Mesto: Stavba miest (1955)

This is a then quote, illustrating the interpretation of local reality at the time. The message was clear – dark past has gone, let’s build a better tomorrow! Of course, a smile on your face and random work tool in your hand is expected. An era of socialism, communism, and dictatorship of proletariat began. After World War II, the Middle Europe was swept by the Red Dragon and our little town of Bardejov was mercilessly adjoined to its mighty empire.

All of sudden, the good old times had to wave good-bye. After elimination of the critical voices and nationalization of every valuable private property, the great socialist redevelopment could be finally commenced. A warworn city started to grow fast and absorbed a massive number of people from the surrounding villages.

Mass construction of industrial factories and social accommodation during four decades of Communist dictatorship multiplied the number of Bardejov citizens four times.

In 1950, the historical center of Bardejov was declared an Anthropological Reserve and therefore it has remained untouched by building operations of socialist realism. On the contrary, sights and monuments of former medieval town were being renovated. The most noticeable action was the restoration of fortification system and removing a near-by built-up area. These efforts reached their pinnacle in 1986, when International Council on Monuments and Sites (ICOMOS) with UNESCO awarded Bardejov European prize – a golden medal for preservation and renewal of historical monuments.

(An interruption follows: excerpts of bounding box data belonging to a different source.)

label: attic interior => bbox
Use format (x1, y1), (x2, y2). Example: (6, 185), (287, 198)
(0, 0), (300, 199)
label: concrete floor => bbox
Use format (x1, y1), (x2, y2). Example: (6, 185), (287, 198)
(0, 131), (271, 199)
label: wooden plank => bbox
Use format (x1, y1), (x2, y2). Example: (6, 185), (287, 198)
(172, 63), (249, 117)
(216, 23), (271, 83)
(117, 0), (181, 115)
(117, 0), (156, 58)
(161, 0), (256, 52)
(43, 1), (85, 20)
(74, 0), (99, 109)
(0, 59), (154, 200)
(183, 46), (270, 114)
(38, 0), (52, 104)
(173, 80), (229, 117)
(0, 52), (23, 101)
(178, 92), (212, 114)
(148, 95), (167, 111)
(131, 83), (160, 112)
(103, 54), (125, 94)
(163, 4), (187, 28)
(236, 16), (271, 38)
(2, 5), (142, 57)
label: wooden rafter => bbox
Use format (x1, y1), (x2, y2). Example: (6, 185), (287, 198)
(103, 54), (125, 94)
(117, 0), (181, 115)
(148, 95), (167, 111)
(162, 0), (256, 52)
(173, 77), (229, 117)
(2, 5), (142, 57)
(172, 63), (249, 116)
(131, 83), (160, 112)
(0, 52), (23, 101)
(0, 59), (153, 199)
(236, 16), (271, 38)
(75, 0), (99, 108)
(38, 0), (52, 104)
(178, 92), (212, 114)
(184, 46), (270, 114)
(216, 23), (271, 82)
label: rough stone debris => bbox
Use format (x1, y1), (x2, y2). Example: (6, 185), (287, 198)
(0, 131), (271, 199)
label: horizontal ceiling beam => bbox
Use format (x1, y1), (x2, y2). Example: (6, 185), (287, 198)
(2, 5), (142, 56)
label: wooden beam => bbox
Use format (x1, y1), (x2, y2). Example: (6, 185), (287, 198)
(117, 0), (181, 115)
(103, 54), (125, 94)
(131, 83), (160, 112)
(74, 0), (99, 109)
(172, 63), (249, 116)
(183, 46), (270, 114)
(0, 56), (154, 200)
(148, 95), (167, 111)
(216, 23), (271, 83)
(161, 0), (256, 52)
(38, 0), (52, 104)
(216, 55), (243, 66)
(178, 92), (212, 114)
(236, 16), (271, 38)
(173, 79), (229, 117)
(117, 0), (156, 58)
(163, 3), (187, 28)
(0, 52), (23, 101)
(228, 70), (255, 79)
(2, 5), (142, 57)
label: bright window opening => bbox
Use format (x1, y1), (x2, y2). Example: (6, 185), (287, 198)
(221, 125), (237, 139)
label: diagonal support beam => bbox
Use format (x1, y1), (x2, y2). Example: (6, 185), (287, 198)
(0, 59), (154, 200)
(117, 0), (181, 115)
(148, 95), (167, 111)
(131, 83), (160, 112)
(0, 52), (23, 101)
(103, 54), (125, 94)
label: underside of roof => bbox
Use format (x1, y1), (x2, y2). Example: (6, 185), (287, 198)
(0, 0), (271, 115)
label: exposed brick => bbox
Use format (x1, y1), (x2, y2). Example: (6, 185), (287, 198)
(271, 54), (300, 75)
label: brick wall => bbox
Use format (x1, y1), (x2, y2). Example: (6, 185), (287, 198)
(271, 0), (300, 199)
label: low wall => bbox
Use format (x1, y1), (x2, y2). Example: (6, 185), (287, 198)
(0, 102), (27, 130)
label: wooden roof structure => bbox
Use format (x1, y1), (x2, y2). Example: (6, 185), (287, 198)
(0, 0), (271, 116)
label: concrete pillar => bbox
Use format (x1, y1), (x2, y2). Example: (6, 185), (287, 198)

On the other hand, the rest of the town was completely remodeled and conversed, which was in a strict contradiction to what was happening within town center (restoration and renovation). The infrastructure and development plans were significantly changed. The urban areas were functionally arranged, the new housing estates were built together with social accommodation, and industrial zones. Nevertheless, it was the construction of prefabricated houses of flats in 70’s and 80’s (typical of the countries within socialist region) that had the most significant impact on the general look of the town.

Buildings like Športová hala Mier (Mier Sport Hall), Námestie SNP (Slovak National Uprising Square), administration building of shoe producer JAS, or multifunctional complex of railway and bus station, rank among the most architectonically remarkable objects in the town.

Other valuable examples of the socialist architecture can be found in nearby Bardejov Spa. First of all, it’s the Colonnade, built at the 725th Anniversary of founding the Spa, which is considered to be the first building of its kind in Slovakia. It was built in 1972, together with a concert pavilion and promenade. But there are more significant socialist objects – Spa House, Ozón hotel, Žriedlo Cinema, or Shopping and services centre. After its reconstruction, the Spa became one of the most renowned spa resorts in former Czechoslovakia.

However, Bardejov has always been profiting mostly from industrial development. The city focused mainly on shoemaking and industrial engineering, there was also a bakery, dairy, sport equipment production, or cut glass factory. After the fall of socialist regime, many of these firms and companies fell victim to heavily reduced production that forced them to cease their business.

A few decades have passed since then, and the result is that the era of socialism has undoubtedly embedded in the town of Bardejov its cultural and historical features, with all its essential benefits and drawbacks. No matter how critically we perceive this era and its destructive ideology, it is obvious that a certain part of its heritage, mostly architectonical, has an incalculable value and potential to reasonable utilization.